The perception of cities as generally dangerous places is
fairly widespread among many people who live in suburbs and
rural areas (a fact that is particularly ironic given that
many suburbs, statistically, are more dangerous places to
live and raise children because the exposure to automobile-related
risk is greater). But if fears of the city are merely exaggerated
(and hyped by sensational media accounts of drug dealing and
gun violence), other “dangers” that periodically make front-page
news are downright off-the-map crazy. Worried about West Nile
virus? Anthrax? Getting chomped by a shark when you go dipping
in Long Island Sound next summer? If you’re very young or
very old and weak, of course you don’t want to come down with
West Nile virus—or the flu, for that matter. All illnesses
become more threatening when you’re vulnerable. Most of us
should worry about West Nile virus no more than we should
worry that an alien might be hiding in our bedroom closet.
Shark attacks? The vast majority of us never swim anywhere
near them, and surfers, well, they’re nuts anyway. Anthrax?
Yeah, someone could send you a tainted envelope. Or a letter
bomb. You could also get killed by a falling piano.
While the media certainly are complicit in stoking our irrational
fears of statistically insignificant dangers, there may be
something else at work here, perhaps a broad cultural malaise
in which we’ve been so conditioned to blame and sue and expect
protection from any unforeseen calamity that we fail to take
responsibility for our own behavior. That might go a long
way toward explaining how a 40-year two-pack-a-day smoker
can sue tobacco companies for his lung cancer. But at least
our society finally has acknowledged the folly of our tobacco
habit; we are much less willing to admit that our driving
habits are downright lethal. In a fascinating New Yorker
article on SUVs [“Big and Bad,” Jan. 12], Malcolm Gladwell
explored the history of the trucks’ exploding popularity—and
the irony of so many people buying them for safety reasons
(many models are unsafe because they roll over too easily,
but a perhaps worse problem is that people drive them with
an inflated sense of invincibility—and simply can’t stop the
damn heavy things in time). Gladwell also recounted the scandal
involving Ford Explorers that crashed because their faulty
Firestone tires blew out. There were congressional hearings,
lawsuits, and sensational stories in the news—when the tire
failures under scrutiny actually accounted for a teensy fraction
of the nearly half a million highway fatalities that happened
during the 10-year period studied.
“This
is what people worry about when they worry about safety,”

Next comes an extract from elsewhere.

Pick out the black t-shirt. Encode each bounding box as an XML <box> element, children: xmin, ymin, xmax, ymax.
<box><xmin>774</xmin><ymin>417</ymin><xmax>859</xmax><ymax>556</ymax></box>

Gladwell wrote. “Not risks, however commonplace, involving
their own behavior, but risks, however rare, involving some
unexpected event.” So relatively few people—and certainly
not governments or their departments of transportation—are
worrying about the fact that Americans are still driving too
fast, running red lights at will, and passing and lane-changing
too aggressively on our ever-widening highways. Or that drivers
continue to act belligerently toward one another and to pedestrians,
who are mowed down with alarming frequency everywhere from
busy city intersections where motorists think their right-of-way
trumps that of people on foot (it doesn’t) to wide suburban
roads where no adequate provision was made for pedestrians
who might actually dare to cross. Or that highway-fatality
statistics reveal an annual carnage 13 times greater than
the loss of life in the terrorist attacks of Sept. 11, 2001.
My mother had one thing right in the worry department: She
always grabbed hold of my hand as we began crossing a street,
even into my teen years when I had to swat it away lest the
embarrassing act be observed by my peers. Then again, once
or twice—fearful that I would slip and crack my head during
my bath—she told me that more people die each year from bathtub
mishaps than from car crashes. Maybe that’s where it all starts.